Failure to Detect: A Vulnerability for Health Care Leaders?

When I first read the October 15 New York Times article "Suit Accuses S.E.C. of Failing to Detect Madoff Scheme" I noticed a welling up of "justice deserved" sentiment coupled with admiration for the victims who had found a novel way to circumvent apparent obstacles to suing regulators for compensation as they attempted to recover losses that may, in part, have been enabled by regulatory incompetence. And then came the pause and unease. Diana Henruiqes' discussion of the SEC's immunity - and its potential limitations as claimed by the plaintiffs - made me think of the protection afforded hospital QI and peer review processes. And its potential vulnerability under similar circumstances. Which might be a reason for some pause and unease for health care leaders involved in quality oversight.

Protected, Immune, Vulnerable?

The plaintiffs, two individuals with substantial losses in the Madoff Ponzi scheme, are attempting to recover losses from the SEC but, as Henruiques describes they:

"[face]a significant uphill fight because the legal doctrine of sovereign immunity makes it extremely difficult to sue a government agency for the consequences of its official activity."

However the legal case being developed claims that this immunity applies only to the SEC's official functions such as rule making, decisions, and formal policies but:

" [the plaintiffs] assert that the doctrine does not shield the S.E.C. from the consequences of "serial, gross negligence" in carrying out its day-to-day duties."

In short, the content of policy and decisions is protected but not the "negligence" involved in carrying out its oversight responsibilities or in implementing those policies and decisions. Suggesting that those who allegedly failed repeatedly to follow up on credible allegations of malfeasance by Madoff - or the SEC itself - maybe vulnerable to suit for damages.

?SEC = ?QIC

It could be argued that SEC's role in investigation, oversight, and correction of investment behavior somewhat resembles that of a hospital Quality or Peer Review Committee. And the SEC employees charged with implementation resemble hospital and physician leaders charged with implementation of professional correction, error reduction, and quality improvement activities. Historically, Quality Improvement Committees (QIC) and Peer Review Committees (PRC) and their participants have similarly enjoyed confidentiality from discovery and legal immunity for their activities.

But is the argument being advanced by the Madoff plaintiffs transferable? PRC and QIC protections were designed to encourage the free flow of quality and safety data, to encourage self reporting, and to limit the vulnerability of participants from intimidation by [mainly] physicians who are investigated or sanctioned. All critically important protections. But in today's patient safety conscious environment, will members of QIC or PRC who fail to collect the right data, draw the right conclusions, or appreciate the significance of trends that are before them be protected? Should they be? If physician leaders and executives receiving reports of systematic errors or safety lapses from the QIC or PRC fail to act effectively to make improvements will they be protected?
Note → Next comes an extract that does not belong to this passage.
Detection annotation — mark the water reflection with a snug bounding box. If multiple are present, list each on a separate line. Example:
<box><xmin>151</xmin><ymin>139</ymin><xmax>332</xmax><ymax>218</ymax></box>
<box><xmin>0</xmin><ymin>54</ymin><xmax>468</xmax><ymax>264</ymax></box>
Is Quality Accountability a Risk to be Managed?

The SEC's immunity appears to be under re-examination. Perhaps the vulnerability of hospitals and health care leaders will be as well. A 2009 Tennessee Court of Appeals case tested the ability to extend peer review protections to hospital management in cases of credentialing. While the ruling in this case was in favor of upholding hospital protection for the Credentials Committee endorsement of a physician for whom there was strong evidence of poor care, the April 27, 2099 Nashville Post's news report of the case makes it clear that the broader question of how far to extend peer review immunity to decisions made by hospital leadership is likely to be scrutinized by legislators in the future:

"The attorney noted that this was probably the closest analysis the [peer review] statute has ever received and may have pointed out some of the unintended consequences of its language, which may be flawed. But that is a problem for legislators, who the attorney opined did not likely see a scenario rising from that particular bit of legislation."

Personal and corporate accountability for participating in and acting upon "protected" quality improvement activities may be yet another risk to be managed by health care leaders.